Вообще о парижской жизни можно сказать, что каждый, кто вырвется из этой мельницы, чувствует себя несколько усталым, особенно если, как я, оставляет ее лишь на время и возвращается обратно. Только позднее начинаешь понимать, что твои успехи – это пирровы победы. Мой крепкий от природы организм довольно сносно выдерживал такую жизнь, но нервы истрепались.
Зато Париж, во всяком случае, имеет одно преимущество перед всеми другими центрами культурной жизни. Я не знаю другого города в мире, где зачатки науки, искусства, всяких общечеловеческих идей до такой степени носились бы в воздухе и впитывались в умы, как в Париже. Здесь не только усваиваешь безотчетно все, что есть нового в умственной жизни человечества, но и обретаешь многогранность, становишься интеллигентнее и культурнее. Да, повторяю – культурнее. Ибо в Италии, Германии и Польше я встречал людей большого ума, не желавших, однако, допускать, что может существовать что-либо за пределами их влияния; людей, столь варварски замкнувшихся в своей скорлупе, что для тех, кто не хочет отказываться от своего собственного мировоззрения, общение с ними попросту невозможно.
Во Франции же, точнее говоря – в Париже, ничего подобного не встретишь. Как быстрый поток обтачивает камни, заставляя их тереться друг о друга, так здесь течение жизни шлифует ум людей, делает их свободомыслящими. Естественно, что под таким влиянием и мой кругозор стал кругозором просвещенного человека. Я многое могу понять, не поднимаю крик, как самонадеянный павлин, когда слышу что-либо противоречащее моим взглядам или совершенно новое для меня. Быть может, такая широкая терпимость приводит к некоторому безразличию и лишает воли к действию, но мне себя уже не переделать.
Умственные течения моего времени увлекали меня.
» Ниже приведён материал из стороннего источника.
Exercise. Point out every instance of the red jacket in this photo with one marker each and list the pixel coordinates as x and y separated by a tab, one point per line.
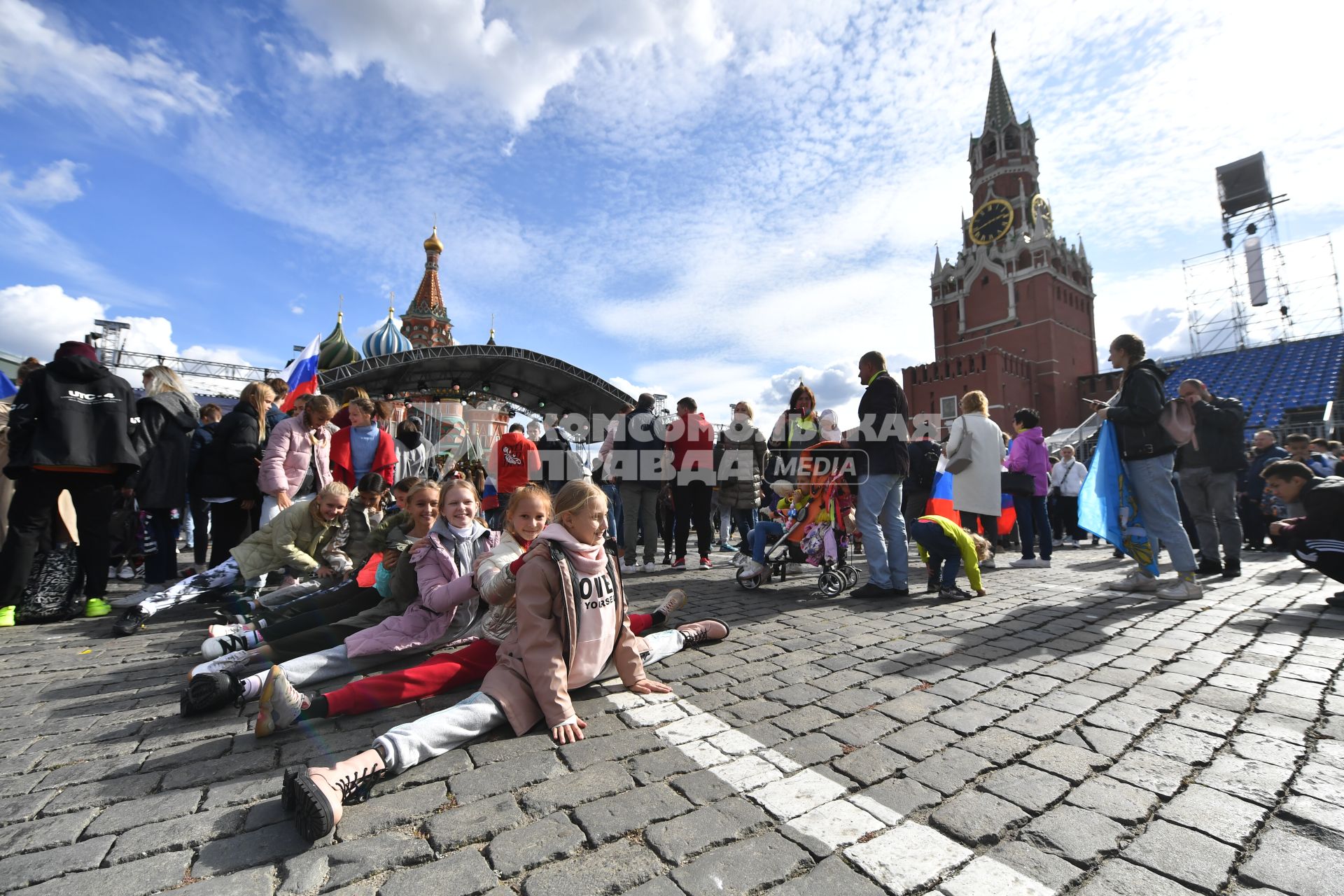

Светская жизнь, салоны, будуары, клубы отнимали много времени, но не поглощали меня целиком. Я завел многочисленные знакомства в мире науки и искусства и жил жизнью этого мира, живу ею до сих пор. Из врожденной любознательности я очень много читал, и так как я легко усваиваю прочитанное, то, смею сказать, значительно пополнил свое образование, иду более или менее в ногу с умственным прогрессом своего века.
Я – человек, досконально познавший самого себя. Иногда я мысленно посылаю к черту свое второе «я», которое вечно наблюдает, критикует меня, не дает отдаться целиком никакому впечатлению, никакому действию или чувству, никакому наслаждению, никакой страсти. Быть может, самопознание – признак высшего умственного развития, но оно вместе с тем сильно ослабляет восприимчивость. Заниматься всегда бдительной самокритикой – это значит выключить из внутренней жизни какую-то часть души и мозга, которая этим занята, – следовательно, жить не всем существом, а только другой его частью.